Claire Soubrier, photographe, cherche à bousculer les codes de la beauté en déplaçant les apparats symboliques jet-set - maquillage, lunettes noires et vernis à ongles. Cet intérêt presque obsessionnel prend dans cette série le visage en toile de fond et le maquillage comme peinture, dans un ensemble qui brouille les identités sexuelles et sociales. Max Boufathal, bricoleur génétique et culturel, utilise l’art comme terrain d’entraînement refusant de s’engluer dans un monde « prêt à nous claquer entre les doigts » dit-il. Image pop d’une humanité enchaînée à l’oeil du big brother, Max Boufathal interroge ses racines métissées, et plus largement l’homme et son rapport au monde consumériste. Ses sculptures s’inscrivent dans la recherche d’une nouvelle mythologie contemporaine, emprunte de mythes et références ancestrales. Anne Colomes propose un espace d’expérience dans lequel dessins et vidéos oniriques donnent naissance à une géographie interne au climat général d’intemporalité. Sa proposition plastique « Squaring the circle » poursuit l’utilisation de codes graphiques transformés et recyclés dans une proposition désaxée et déjouant les règles gravitationnelles. Laurent Le Deunff souligne la précarité du vivant en créant des décalages des matériaux par rapport au sujet, où sculpture et dessin entament un perpétuel dialogue entre fond et forme. Sa série photographique présentée ici joue encore une fois avec l’incongruité et interroge, non sans humour avec « camping & bears » les rapports de l’homme à la nature. « L’art et la manière » de Céline Domengie traduit de façon tout autant métonymique que métaphorique ses recherches sur le processus de création, le comment plutôt que le pourquoi sous toutes ses coutures et dans toutes ses formes. Enfin Anne-Marie Durou révèle, par césures, des métamorphoses provoquant de nouveaux phénomènes hybrides entre volume et interstice, mécanisme et organisme, harmonie et dissonance donnant à voir de nouvelles formes de corporalité anamorphiques.

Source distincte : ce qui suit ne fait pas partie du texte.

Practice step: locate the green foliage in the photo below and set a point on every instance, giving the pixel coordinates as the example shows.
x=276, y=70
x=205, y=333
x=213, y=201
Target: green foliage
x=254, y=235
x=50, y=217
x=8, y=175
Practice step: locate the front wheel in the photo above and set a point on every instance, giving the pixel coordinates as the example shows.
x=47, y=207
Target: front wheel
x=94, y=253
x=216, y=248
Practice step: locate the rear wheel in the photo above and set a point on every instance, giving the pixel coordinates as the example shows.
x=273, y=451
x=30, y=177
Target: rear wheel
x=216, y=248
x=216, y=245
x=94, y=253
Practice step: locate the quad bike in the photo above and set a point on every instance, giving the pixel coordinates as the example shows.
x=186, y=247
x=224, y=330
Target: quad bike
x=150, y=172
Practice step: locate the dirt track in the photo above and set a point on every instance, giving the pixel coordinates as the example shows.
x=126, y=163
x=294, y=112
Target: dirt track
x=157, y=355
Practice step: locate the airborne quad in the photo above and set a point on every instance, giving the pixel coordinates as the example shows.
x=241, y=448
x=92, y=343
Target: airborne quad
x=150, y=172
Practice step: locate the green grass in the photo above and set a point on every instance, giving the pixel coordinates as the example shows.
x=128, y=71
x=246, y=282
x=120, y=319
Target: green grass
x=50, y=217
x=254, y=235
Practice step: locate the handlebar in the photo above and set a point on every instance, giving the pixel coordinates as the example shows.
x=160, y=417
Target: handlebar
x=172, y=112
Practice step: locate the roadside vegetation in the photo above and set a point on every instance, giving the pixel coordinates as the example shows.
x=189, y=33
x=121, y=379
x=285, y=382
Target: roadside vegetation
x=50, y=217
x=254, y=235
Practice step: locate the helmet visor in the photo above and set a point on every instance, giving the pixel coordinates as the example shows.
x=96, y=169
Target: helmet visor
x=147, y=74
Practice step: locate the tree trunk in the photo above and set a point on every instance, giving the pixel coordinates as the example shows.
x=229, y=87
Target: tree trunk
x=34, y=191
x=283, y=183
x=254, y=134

En confrontant ainsi leur pratique et leur réflexion sur l’art imprimé avec celle artistique, Yasmine Madec et Damien Arnaud inscrivent leur démarche dans une quête fructueuse ouvrant sur différentes formes de collaboration possibles et permettant par la même occasion de nouvelles lignes de fuites (graphiques et conceptuelles) pour les artistes participant à cette première série. 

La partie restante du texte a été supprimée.